主人公である「ガロ」の、歌舞伎の「大見得を切る」ような名乗り口上や必殺技の叫び方、何より熱血漢なその性格が人を弾きつけます。「その後のことは、後で考える!」など良い意味で勢い任せのセリフも放ったりもしますが、だからこその世の中にまかり通った間違いを熱量とともにぶっ飛ばして行くような清々しさがありました。

『クレヨンしんちゃん 電撃!ブタのヒヅメ大作戦』:命懸けで守ってくれる筋骨隆々の大柄な男性

クレヨンしんちゃん映画と言えば、『嵐を呼ぶ モーレツ!オトナ帝国の逆襲 』『嵐を呼ぶ アッパレ!戦国大合戦』が2大傑作であるとよく語られていますが、この『電撃!ブタのヒヅメ大作戦』もかなりの人気を誇る傑作です。その最大の特徴は「本格スパイアクション」。オープニングからハリウッド映画顔負けの銃撃戦や格闘が描かれ、その後も迫真のアクションシーンが満載なのです。
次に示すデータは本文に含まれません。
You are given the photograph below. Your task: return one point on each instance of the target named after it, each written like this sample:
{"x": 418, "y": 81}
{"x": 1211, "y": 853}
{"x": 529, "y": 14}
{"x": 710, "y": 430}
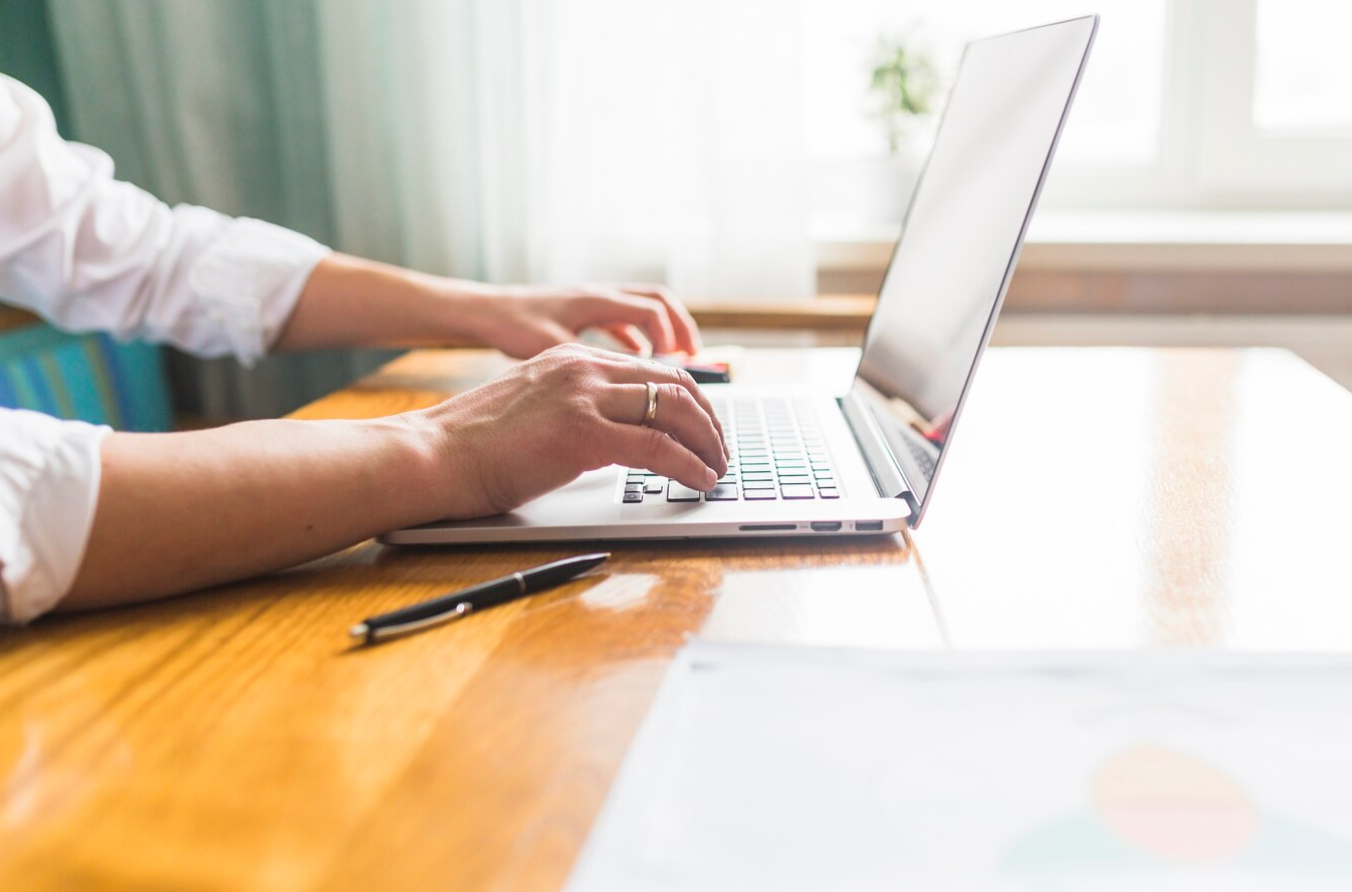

頼れる大人として登場するのは、その名(コードネーム)も「筋肉」。筋骨隆々の大柄な男性で、敵と銃で交戦しながらも、しんのすけを探すために奮闘するひろしとみさえを命懸けで守ってくれます。アーノルド・シュワルツェネッガーの吹き替えでもお馴染みの玄田哲章が声を担当しているというのもたまりません。彼との「トイレをめぐってのバトル」は抱腹絶倒ものですよ。

『猫の恩返し』:紳士であり探偵であり快男児

女子高生がある日猫の男爵「バロン」と出会って冒険を繰り広げるというファンタジー作品で、ジブリ作品でも随一の楽しくて可愛らしくて親しみやすい内容となっています。そのバロンが、主人公をお姫様抱っこしたり、ピンチの時に駆けつけたりととにかくカッコよく、女性の気持ちを慮る「紳士」な面を持ち合わせているのもポイントです。

企画を担当した宮崎駿は、そんなバロンを「名探偵」であり「快男児」のようにイメージしていたそうです。実際の本編では探偵ものの要素は控えめですが、「実は私も猫の国へは一度行ってみたかった。いい機会かもしれん」というセリフなどにあるように、探偵のような好奇心が旺盛で、かつ自分の考えで主体的に行動する快男児になっていることに注目すると、よりバロンが魅力的に見られるかもしれませんよ。

『バケモノの子』:ダメダメでも本音で言い合える間柄

渋谷の街とバケモノたちが住まう街へと迷い込んだ少年が、バケモノの「熊鉄」に育てられるという物語です。この作品をカッコいい大人が出てくる映画として挙げると、「いやいや、親代わりの熊鉄って粗暴で無頓着で、全然ダメダメな大人だったじゃん」と思われる方も多いでしょう。全くもってその通りなのですが、彼なりに子どもに愛情を持って接しようとして、特訓も頑張っていた、悪友2人の助けもあったおかげで、なんだかんだで子どもを健やかに育てられた、という物語にもなっていることが重要です。

そして、「よく出来た大人であり父親」であるライバルの猪王山は、自身の子どもの悩みに、しっかりと向き合うことが出来なくなっていました。むしろ、その熊鉄の裏表のない性格が、本音で言い合える親子関係としては健全とも言えるかもしれませんね。細田守監督が本作で提案しているのは、「親(父親)がちょっとダメでも、彼とその子どもを支えてくれる友だちがいれば良いのかも」という、新しい形の家族の一例。この価値観は、これからの世でも必要になってくるのかもしれません。

『ベスト・キッド』(1984):空手と人生の師匠

少年が空手の達人である「ミヤギさん」と出会い、いじめっ子に立ち向かうという実写映画です。少年にとってミヤギさんは空手だけでなく人生の師匠にもなり、そのミヤギさんもまた弟子を得たことで人としての喜びや新たな道を見つけていきます。ミヤギさんが悲しい過去を持っていたことがわかったり、はたまた少年に大人気ない態度を取ってしまうなど、完璧じゃない人間くさい人物と描かれているのも魅力的でした。

ミヤギさんによる空手の特訓はユニークで、少年は「ワックスがけ」や「ペンキ塗り」という空手と関係なさそうな労働をさせられたために不満を募らせたりもするのですが、それが後に空手に直結する訓練であることがわかったりもします。師匠と弟子との関係において何か不協和音が起こったとしても、「実直に何かをやり続ければ得られるものがある」というのは、1つの真理なのかもしれませんね。